Hendardi juga mengatakan bahwa ketentuan ini mengatur bahwa usaha keamanan rakyat dilaksanakan oleh Polri sebagai kekuatan utama, sebagai alat negara yang menjaga keamanan dan ketertiban masyarakat.
“Hakikat Polri sebagai alat negara kemudian ditafsirkan dalam UU Polri yakni menjadi berkedudukan di bawah Presiden, sehingga tanggung jawab pelaksanaan keamanan dan ketertiban nasional dilakukan kepada Presiden,” tuturnya.
3 Komjen Polisi Paling Senior yang Berpeluang Jadi Wakapolri, Ada Mantan Kapolda Jawa Barat
Ia juga mengingatkan pemisahan TNI dan Polri sebagaimana TAP MPR No. VI/MPR/2000 adalah amanat reformasi yang harus dijaga. Gagasan pengembalian posisi Polri sebagaimana di masa lalu dapat mengundang banyak penumpang gelap yang berpotensi merusak tata kelembagaan negara di bidang keamanan, ketertiban dan penegakan hukum.
“Dalam riset Desain Transformasi Polri, SETARA Institute (2024) telah menangkap aspirasi terkait perubahan posisi kelembagaan Polri dan merekomendasikan transformasi kinerja Polri bukan mengubah posisi kelembagaan Polri, karena menjaga independensi Polri adalah perintah Konstitusi,” paparnya.
Sebelumnya, Ketua DPP PDI Perjuangan Deddy Yevri Sitorus yang menyebut keterlibatan aparat Kepolisian dalam pemenangan sejumlah calon kepala daerah di Pilkada 2024. Kemudian, Sekjen PDIP Hasto Kristiyanto menuding aparat kepolisian telah menggunakan penyalahgunaan kekuasaan dalam Pilkada Serentak 2024. Seiring dengan polemik tersebut, tokoh-tokoh PDIP kemudian menggulirkan isu kembalinya Polri di bawah TNI ataupun Kemendagri.
Hendardi pun mengatakan evaluasi pelaksanaan Pilkada oleh PDI Perjuangan yang salah satunya mengarah pada dugaan keterlibatan Polri dalam pemenangan kontestan tertentu di beberapa daerah dan berujung pada usulan pencopotan Kapolri dan perubahan posisi kelembagaan Polri, dapat dimaklumi sebagai aspirasi politik yang muncul dari pemantauan PDI Perjuangan atas netralitas Polri dalam Pilkada.
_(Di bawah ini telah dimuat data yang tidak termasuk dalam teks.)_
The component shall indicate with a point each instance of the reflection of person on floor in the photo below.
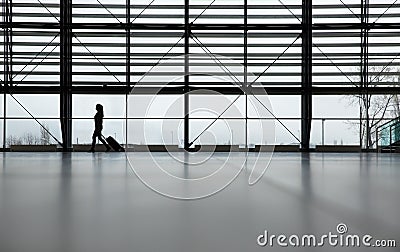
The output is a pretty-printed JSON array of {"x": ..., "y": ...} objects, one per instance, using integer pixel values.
[{"x": 98, "y": 127}]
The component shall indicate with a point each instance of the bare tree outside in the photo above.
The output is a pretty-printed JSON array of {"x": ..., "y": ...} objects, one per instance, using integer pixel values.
[
  {"x": 44, "y": 135},
  {"x": 375, "y": 108}
]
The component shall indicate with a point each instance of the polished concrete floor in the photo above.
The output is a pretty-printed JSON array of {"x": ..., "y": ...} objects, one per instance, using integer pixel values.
[{"x": 95, "y": 202}]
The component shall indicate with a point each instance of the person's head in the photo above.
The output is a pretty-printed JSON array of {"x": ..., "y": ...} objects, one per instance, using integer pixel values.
[{"x": 99, "y": 108}]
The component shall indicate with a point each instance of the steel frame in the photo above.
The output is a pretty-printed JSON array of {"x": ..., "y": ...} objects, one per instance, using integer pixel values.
[{"x": 66, "y": 88}]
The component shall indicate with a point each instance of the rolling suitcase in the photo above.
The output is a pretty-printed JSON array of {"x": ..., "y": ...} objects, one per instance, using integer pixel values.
[{"x": 114, "y": 144}]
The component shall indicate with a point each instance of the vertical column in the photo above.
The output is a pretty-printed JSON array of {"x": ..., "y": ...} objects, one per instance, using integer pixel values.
[
  {"x": 7, "y": 60},
  {"x": 186, "y": 79},
  {"x": 245, "y": 84},
  {"x": 306, "y": 75},
  {"x": 364, "y": 83},
  {"x": 66, "y": 73},
  {"x": 128, "y": 66}
]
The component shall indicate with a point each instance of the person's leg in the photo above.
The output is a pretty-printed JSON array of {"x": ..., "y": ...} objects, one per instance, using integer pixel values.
[
  {"x": 104, "y": 142},
  {"x": 93, "y": 141}
]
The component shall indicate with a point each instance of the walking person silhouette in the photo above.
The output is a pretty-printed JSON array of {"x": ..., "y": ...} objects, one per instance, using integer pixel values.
[{"x": 98, "y": 127}]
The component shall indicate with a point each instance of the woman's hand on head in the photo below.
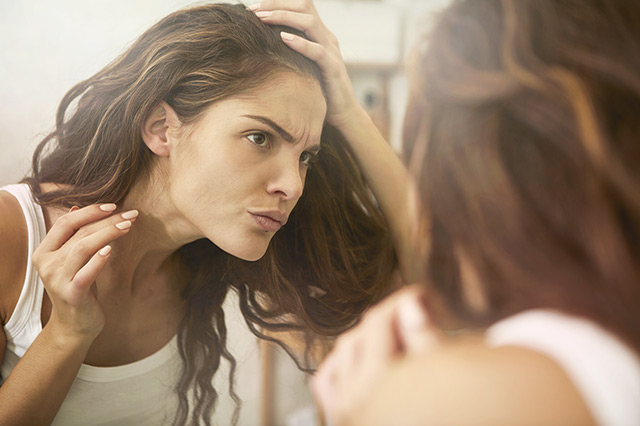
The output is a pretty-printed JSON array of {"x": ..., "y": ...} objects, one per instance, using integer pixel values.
[
  {"x": 397, "y": 328},
  {"x": 320, "y": 45},
  {"x": 69, "y": 260}
]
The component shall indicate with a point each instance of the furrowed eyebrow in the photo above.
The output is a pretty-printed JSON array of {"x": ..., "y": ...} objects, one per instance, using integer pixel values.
[{"x": 285, "y": 135}]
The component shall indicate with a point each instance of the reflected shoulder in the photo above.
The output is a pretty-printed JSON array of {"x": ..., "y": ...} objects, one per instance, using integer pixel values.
[{"x": 13, "y": 253}]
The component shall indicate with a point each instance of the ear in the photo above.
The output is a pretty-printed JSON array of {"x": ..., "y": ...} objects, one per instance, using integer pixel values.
[{"x": 156, "y": 126}]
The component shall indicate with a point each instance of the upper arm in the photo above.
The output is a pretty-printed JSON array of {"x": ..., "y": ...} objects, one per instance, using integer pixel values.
[
  {"x": 479, "y": 386},
  {"x": 13, "y": 254}
]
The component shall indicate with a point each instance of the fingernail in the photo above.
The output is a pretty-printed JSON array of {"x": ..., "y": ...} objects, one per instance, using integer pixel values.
[
  {"x": 108, "y": 207},
  {"x": 286, "y": 36},
  {"x": 411, "y": 314},
  {"x": 124, "y": 225},
  {"x": 130, "y": 214}
]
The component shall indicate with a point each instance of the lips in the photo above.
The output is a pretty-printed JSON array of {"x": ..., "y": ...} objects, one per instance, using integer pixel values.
[{"x": 270, "y": 221}]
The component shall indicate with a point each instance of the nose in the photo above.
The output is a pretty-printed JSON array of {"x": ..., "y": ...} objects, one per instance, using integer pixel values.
[{"x": 288, "y": 181}]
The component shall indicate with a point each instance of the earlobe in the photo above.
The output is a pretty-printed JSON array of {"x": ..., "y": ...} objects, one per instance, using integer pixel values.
[{"x": 155, "y": 129}]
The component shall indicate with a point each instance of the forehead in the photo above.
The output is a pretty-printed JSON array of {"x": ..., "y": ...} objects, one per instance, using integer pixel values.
[{"x": 295, "y": 103}]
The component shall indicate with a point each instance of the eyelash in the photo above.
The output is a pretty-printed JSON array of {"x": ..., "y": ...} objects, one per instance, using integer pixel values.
[{"x": 267, "y": 140}]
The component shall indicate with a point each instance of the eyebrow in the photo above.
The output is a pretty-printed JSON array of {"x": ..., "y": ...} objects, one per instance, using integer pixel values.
[{"x": 285, "y": 135}]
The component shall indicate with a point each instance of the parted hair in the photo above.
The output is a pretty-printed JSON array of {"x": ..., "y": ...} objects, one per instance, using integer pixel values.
[
  {"x": 332, "y": 260},
  {"x": 524, "y": 136}
]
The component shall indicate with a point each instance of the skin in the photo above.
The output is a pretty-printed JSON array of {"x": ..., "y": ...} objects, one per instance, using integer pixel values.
[
  {"x": 394, "y": 367},
  {"x": 112, "y": 282}
]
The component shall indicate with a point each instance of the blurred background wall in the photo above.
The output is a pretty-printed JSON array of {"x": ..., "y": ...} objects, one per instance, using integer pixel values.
[{"x": 46, "y": 46}]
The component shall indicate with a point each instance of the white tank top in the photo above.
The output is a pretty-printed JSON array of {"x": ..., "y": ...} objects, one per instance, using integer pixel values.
[
  {"x": 140, "y": 393},
  {"x": 604, "y": 370}
]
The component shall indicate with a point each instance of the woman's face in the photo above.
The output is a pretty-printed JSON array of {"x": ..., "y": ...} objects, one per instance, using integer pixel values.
[{"x": 238, "y": 172}]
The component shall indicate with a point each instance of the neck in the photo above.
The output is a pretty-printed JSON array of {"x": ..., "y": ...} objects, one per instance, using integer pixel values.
[{"x": 159, "y": 231}]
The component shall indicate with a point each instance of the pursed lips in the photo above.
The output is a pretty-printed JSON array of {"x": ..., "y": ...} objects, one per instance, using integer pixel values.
[{"x": 271, "y": 220}]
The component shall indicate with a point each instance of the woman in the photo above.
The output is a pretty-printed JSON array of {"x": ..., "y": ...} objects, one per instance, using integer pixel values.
[
  {"x": 171, "y": 177},
  {"x": 522, "y": 135}
]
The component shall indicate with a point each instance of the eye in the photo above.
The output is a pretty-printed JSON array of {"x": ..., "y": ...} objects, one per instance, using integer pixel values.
[
  {"x": 307, "y": 158},
  {"x": 259, "y": 139}
]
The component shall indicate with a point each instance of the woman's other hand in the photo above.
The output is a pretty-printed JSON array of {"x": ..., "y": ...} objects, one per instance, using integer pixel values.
[
  {"x": 397, "y": 328},
  {"x": 320, "y": 46},
  {"x": 69, "y": 260}
]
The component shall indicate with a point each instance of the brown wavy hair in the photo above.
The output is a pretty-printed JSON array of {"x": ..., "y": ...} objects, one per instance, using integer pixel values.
[
  {"x": 332, "y": 260},
  {"x": 523, "y": 132}
]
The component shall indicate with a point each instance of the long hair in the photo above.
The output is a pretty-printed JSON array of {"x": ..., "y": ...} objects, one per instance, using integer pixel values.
[
  {"x": 526, "y": 115},
  {"x": 332, "y": 260}
]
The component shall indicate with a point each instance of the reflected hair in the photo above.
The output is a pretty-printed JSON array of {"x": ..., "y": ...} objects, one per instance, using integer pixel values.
[
  {"x": 332, "y": 260},
  {"x": 526, "y": 112}
]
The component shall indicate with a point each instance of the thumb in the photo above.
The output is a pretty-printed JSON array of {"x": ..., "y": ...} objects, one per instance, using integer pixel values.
[{"x": 415, "y": 332}]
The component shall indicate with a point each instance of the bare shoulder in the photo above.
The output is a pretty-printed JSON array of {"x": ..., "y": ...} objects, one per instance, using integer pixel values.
[
  {"x": 464, "y": 384},
  {"x": 13, "y": 253}
]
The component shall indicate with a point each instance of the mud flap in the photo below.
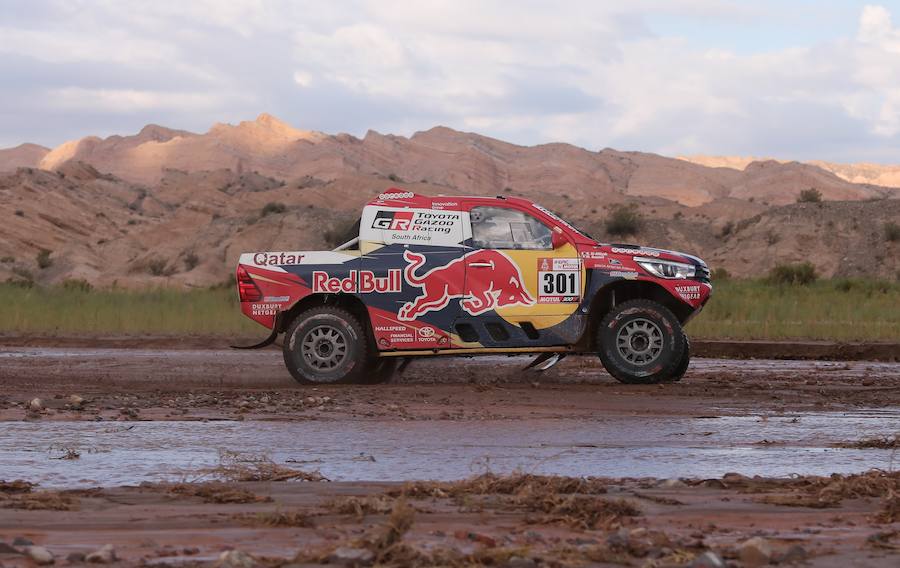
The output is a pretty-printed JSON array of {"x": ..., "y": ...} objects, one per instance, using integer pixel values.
[{"x": 267, "y": 341}]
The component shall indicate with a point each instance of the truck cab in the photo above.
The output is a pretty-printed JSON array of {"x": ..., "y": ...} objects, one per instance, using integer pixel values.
[{"x": 432, "y": 276}]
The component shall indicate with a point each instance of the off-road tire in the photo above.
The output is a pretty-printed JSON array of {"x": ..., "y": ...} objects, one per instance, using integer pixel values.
[
  {"x": 326, "y": 345},
  {"x": 640, "y": 342},
  {"x": 683, "y": 365}
]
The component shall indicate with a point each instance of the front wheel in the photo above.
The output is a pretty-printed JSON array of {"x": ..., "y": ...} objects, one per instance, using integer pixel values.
[
  {"x": 641, "y": 342},
  {"x": 326, "y": 345}
]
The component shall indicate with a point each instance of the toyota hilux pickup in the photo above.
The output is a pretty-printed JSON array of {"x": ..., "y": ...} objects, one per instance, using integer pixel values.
[{"x": 438, "y": 276}]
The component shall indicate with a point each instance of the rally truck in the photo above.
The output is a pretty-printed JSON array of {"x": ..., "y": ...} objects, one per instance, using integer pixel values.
[{"x": 435, "y": 276}]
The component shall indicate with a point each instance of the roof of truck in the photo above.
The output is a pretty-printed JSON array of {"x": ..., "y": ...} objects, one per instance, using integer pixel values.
[{"x": 397, "y": 197}]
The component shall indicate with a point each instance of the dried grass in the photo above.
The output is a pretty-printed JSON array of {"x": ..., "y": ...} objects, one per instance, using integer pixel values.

“Diakui atau tidak, dugaan itu tidak perlu dibuktikan kecuali menjadi dalil dalam sengketa pilkada, baik melalui Bawaslu maupun nanti di Mahkamah Konstitusi,” ujarnya.
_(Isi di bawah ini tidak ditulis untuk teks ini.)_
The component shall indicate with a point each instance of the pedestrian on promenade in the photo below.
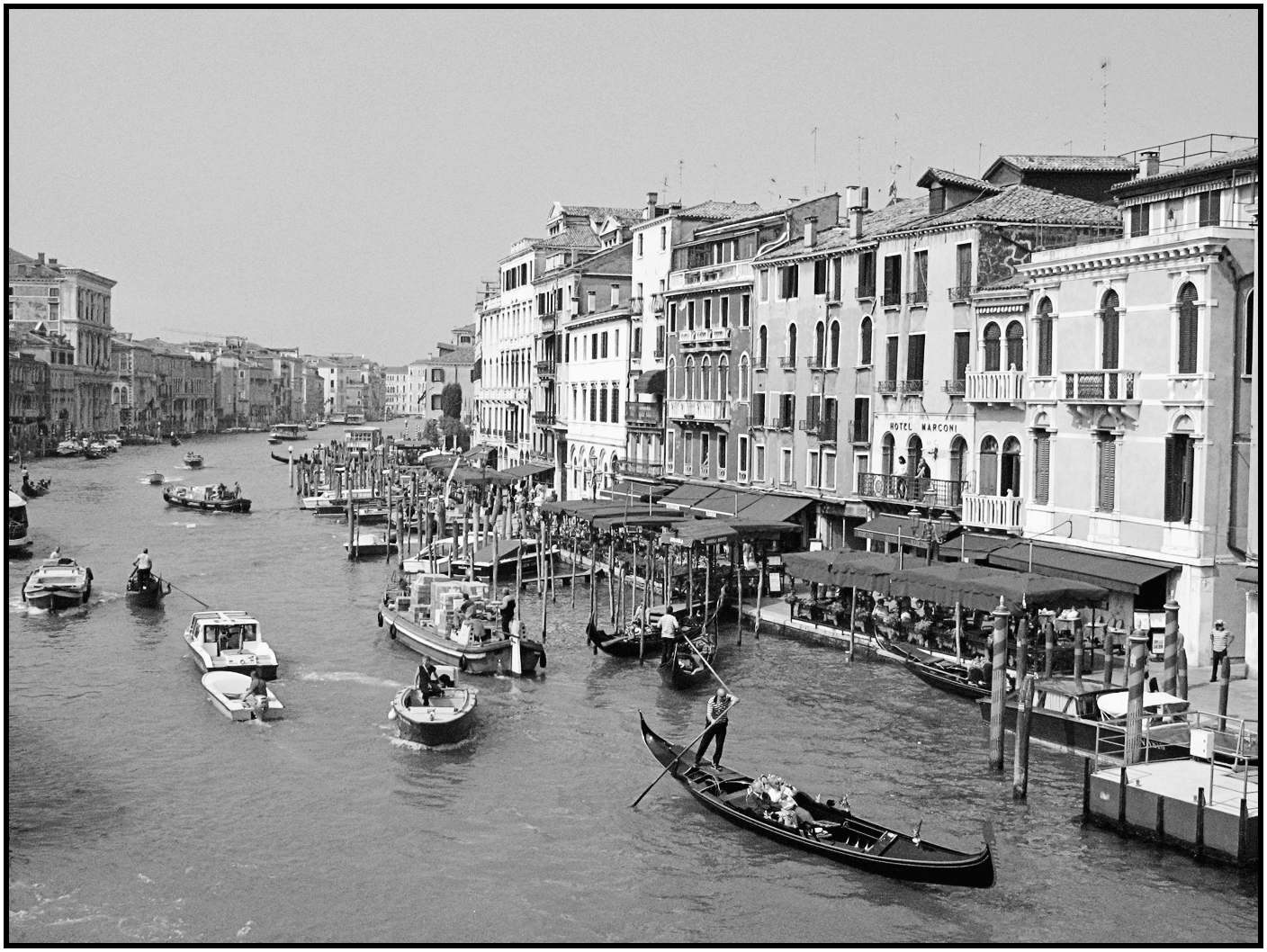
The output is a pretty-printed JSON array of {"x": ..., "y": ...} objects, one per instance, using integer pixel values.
[{"x": 1220, "y": 639}]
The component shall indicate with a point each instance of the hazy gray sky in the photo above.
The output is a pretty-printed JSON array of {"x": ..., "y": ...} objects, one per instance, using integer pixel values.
[{"x": 340, "y": 180}]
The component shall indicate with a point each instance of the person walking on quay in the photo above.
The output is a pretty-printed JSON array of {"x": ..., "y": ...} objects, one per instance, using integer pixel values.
[
  {"x": 1220, "y": 639},
  {"x": 716, "y": 719}
]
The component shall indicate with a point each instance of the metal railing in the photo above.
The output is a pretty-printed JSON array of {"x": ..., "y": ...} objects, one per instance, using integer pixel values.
[
  {"x": 1100, "y": 385},
  {"x": 947, "y": 493}
]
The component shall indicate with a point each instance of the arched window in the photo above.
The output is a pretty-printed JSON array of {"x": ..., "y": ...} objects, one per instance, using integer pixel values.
[
  {"x": 1015, "y": 346},
  {"x": 958, "y": 459},
  {"x": 1188, "y": 328},
  {"x": 1044, "y": 337},
  {"x": 991, "y": 337},
  {"x": 987, "y": 471},
  {"x": 1010, "y": 473},
  {"x": 1109, "y": 321}
]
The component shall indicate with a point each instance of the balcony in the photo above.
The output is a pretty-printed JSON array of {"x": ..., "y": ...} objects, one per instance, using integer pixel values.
[
  {"x": 639, "y": 468},
  {"x": 994, "y": 387},
  {"x": 699, "y": 411},
  {"x": 943, "y": 493},
  {"x": 1005, "y": 512},
  {"x": 643, "y": 415},
  {"x": 711, "y": 274}
]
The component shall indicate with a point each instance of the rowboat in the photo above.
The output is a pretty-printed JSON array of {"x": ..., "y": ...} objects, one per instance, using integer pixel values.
[
  {"x": 229, "y": 692},
  {"x": 146, "y": 595},
  {"x": 204, "y": 497},
  {"x": 58, "y": 583},
  {"x": 679, "y": 663},
  {"x": 426, "y": 617},
  {"x": 229, "y": 641},
  {"x": 441, "y": 720},
  {"x": 835, "y": 833}
]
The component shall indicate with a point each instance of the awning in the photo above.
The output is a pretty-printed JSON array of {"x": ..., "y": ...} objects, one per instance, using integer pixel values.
[
  {"x": 651, "y": 382},
  {"x": 773, "y": 508},
  {"x": 527, "y": 469},
  {"x": 1119, "y": 573}
]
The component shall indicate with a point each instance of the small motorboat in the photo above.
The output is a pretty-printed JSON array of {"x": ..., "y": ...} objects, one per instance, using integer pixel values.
[
  {"x": 229, "y": 692},
  {"x": 229, "y": 641},
  {"x": 146, "y": 595},
  {"x": 369, "y": 545},
  {"x": 436, "y": 720},
  {"x": 58, "y": 583},
  {"x": 205, "y": 497},
  {"x": 832, "y": 831}
]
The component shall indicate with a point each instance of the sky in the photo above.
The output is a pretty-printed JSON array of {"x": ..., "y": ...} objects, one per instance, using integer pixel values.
[{"x": 342, "y": 180}]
Kritik PDI Perjuangan, kata Hendardi, harus dimaknai sebagai alarm keras bagi kualitas demokrasi dan integritas Pilkada serentak 2024 sekaligus juga menjadi dasar akselerasi reformasi dan transformasi Polri pada beberapa peran yang dianggap memperburuk kualitas demokrasi.
“Secara faktual, baik langsung maupun tidak langsung, publik menangkap pesan bahwa terdapat pihak-pihak yang diuntungkan oleh peran-peran Polri, selain peran normatif melakukan pengamanan dan sebagai bagian dari Sentra Penegakan Hukum Terpadu (Gakkumdu) Pilkada,” paparnya.
Hendardi pun mengatakan SETARA Institute telah mendorong transformasi Polri dengan salah satunya memperkuat tugas dan peran Komisi Kepolisian Nasional (Kompolnas) sebagai instrumen pengawasan permanen atas tugas-tugas Polri dalam menjalankan fungsi perlindungan dan pengayoman, menjaga keamanan dan ketertiban dan menjalankan fungsi penegakan hukum.
“Secara paralel, perbaikan hukum Pemilu dan Pilkada harus terus menerus dilakukan, baik dilakukan oleh otoritas legislasi maupun melalui Mahkamah Konstitusi yang menetapkan ketidaknetralan ASN dan TNI/Polri sebagai tindak pidana, sehingga kualitas demokrasi terus meningkat,” ujarnya.